Fico me perguntando: um dia antes da partida, viver com aquelas pessoas era diferente? E, se um dia, antes deles irem embora resolvesse lhe dar um dia muito especial: o programa teria o mesmo impacto, alcançaria a mesma repercussão? Claro que não. Mas, eram as mesmas pessoas e os mesmos atrativos! A mesma vida! Por que então precisamos da partida para consolidar algo em nosso espírito? Por isso, diz uma frase imortal, que não recordo o autor: “A distância tira a intimidade”. Palavras sensatas.
Viver a rotina com eles alcança o mesmo sentimento forte e grande, os mesmos interesses, as mesmas emoções. Seguramente, só nos resta viver. Precisamos da ausência de corpo, da partida, ou morte, para imediatamente começar a compreender o significado de uma vida. Segundos após a despedida da bem-querida e dos amigos leais e solidários instala-me, com evidência, um estado mais claro de consciência e conhecimento do que as pessoas são e representam.
Que mistério será esse da despedida e partida, liberar, uma coisa sem açúcar mais com grande afeto e, definir uma vida, uma distância que liga duas pessoas ou círculos de amizades? Será, por isso, a distância que separa dois corpos, uma prova de Deus onde testa a sintonia, respeito, amor e persistência de almas companheiras? Sim, creio.

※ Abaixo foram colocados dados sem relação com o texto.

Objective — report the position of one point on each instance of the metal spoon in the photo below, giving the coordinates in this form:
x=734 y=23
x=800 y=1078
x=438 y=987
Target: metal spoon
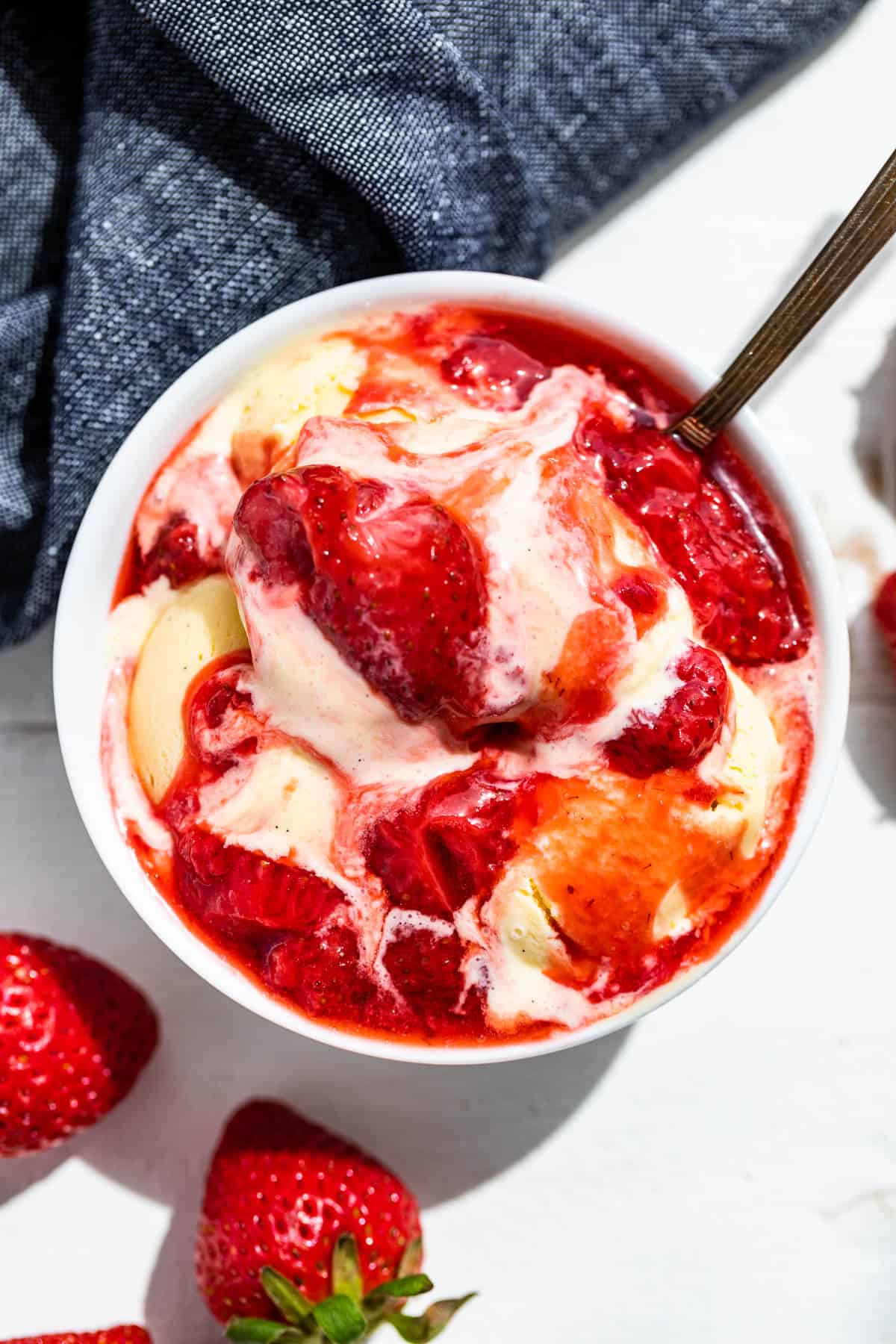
x=862 y=233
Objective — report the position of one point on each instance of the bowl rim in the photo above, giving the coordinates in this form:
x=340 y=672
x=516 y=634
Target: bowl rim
x=93 y=566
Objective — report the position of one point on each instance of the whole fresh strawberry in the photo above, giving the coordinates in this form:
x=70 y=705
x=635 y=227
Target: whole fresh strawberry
x=114 y=1335
x=301 y=1221
x=74 y=1035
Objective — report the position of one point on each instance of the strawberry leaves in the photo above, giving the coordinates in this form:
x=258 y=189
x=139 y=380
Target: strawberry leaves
x=348 y=1315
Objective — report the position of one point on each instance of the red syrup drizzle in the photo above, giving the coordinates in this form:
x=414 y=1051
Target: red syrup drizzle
x=448 y=843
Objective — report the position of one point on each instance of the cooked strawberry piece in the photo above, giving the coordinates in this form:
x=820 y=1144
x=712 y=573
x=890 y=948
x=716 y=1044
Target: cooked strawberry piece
x=426 y=971
x=243 y=895
x=687 y=726
x=494 y=373
x=736 y=569
x=640 y=594
x=220 y=722
x=884 y=611
x=394 y=581
x=449 y=843
x=320 y=972
x=176 y=557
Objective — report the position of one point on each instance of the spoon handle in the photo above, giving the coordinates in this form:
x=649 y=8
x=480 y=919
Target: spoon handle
x=862 y=233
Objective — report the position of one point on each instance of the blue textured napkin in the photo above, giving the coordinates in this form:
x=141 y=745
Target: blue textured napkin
x=171 y=169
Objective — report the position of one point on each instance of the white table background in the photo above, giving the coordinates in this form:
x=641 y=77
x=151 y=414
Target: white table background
x=726 y=1171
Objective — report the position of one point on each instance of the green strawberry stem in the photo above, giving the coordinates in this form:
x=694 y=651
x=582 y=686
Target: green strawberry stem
x=347 y=1315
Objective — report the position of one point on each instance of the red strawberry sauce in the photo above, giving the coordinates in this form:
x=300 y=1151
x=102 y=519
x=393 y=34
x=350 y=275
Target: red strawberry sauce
x=398 y=585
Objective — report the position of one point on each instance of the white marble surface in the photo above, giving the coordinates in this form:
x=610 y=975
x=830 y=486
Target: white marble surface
x=724 y=1171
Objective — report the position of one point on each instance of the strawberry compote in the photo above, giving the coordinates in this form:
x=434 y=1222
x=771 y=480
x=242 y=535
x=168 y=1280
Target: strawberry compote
x=450 y=698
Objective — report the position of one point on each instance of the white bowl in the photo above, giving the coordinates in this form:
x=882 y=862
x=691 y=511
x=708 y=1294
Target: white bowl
x=80 y=665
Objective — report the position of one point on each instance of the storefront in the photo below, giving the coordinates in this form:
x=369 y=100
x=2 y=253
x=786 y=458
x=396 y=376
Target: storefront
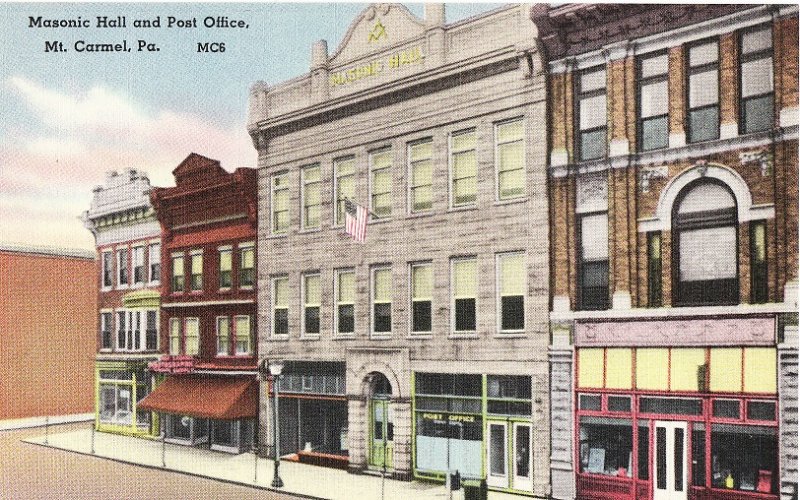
x=677 y=423
x=216 y=410
x=313 y=413
x=479 y=425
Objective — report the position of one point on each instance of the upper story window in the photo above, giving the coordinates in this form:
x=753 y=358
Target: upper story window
x=280 y=203
x=756 y=72
x=345 y=301
x=706 y=246
x=311 y=303
x=225 y=267
x=280 y=306
x=108 y=269
x=380 y=168
x=512 y=276
x=138 y=265
x=421 y=297
x=510 y=159
x=703 y=91
x=311 y=196
x=344 y=171
x=122 y=267
x=247 y=265
x=178 y=272
x=653 y=102
x=464 y=293
x=196 y=259
x=382 y=300
x=463 y=169
x=593 y=265
x=591 y=104
x=154 y=260
x=420 y=166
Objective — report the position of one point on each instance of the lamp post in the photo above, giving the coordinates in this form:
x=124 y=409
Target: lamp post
x=275 y=369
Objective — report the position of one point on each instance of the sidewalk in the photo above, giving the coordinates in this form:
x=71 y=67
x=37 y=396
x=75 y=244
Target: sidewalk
x=300 y=479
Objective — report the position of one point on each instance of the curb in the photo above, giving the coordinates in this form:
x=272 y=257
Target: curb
x=185 y=473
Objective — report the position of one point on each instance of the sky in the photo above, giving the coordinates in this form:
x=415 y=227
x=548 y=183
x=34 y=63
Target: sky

Momentos após a partida de alguém, o sentido de vida que nos era alheio ou desconhecido estabelece-se claro e nítido. Ela nos faz estender, sob a forma de uma admiração, que só a despedida, aquela sensação de perda, egoísta de propriedade, pode ansiar por querer ficar mais perto. É meus leitores e leitoras, a vida parece nos conferir uma certa intimidade com as pessoas e a intimidade invalida o reconhecimento, torna-se tudo igual, próximo, equiparado, comparável.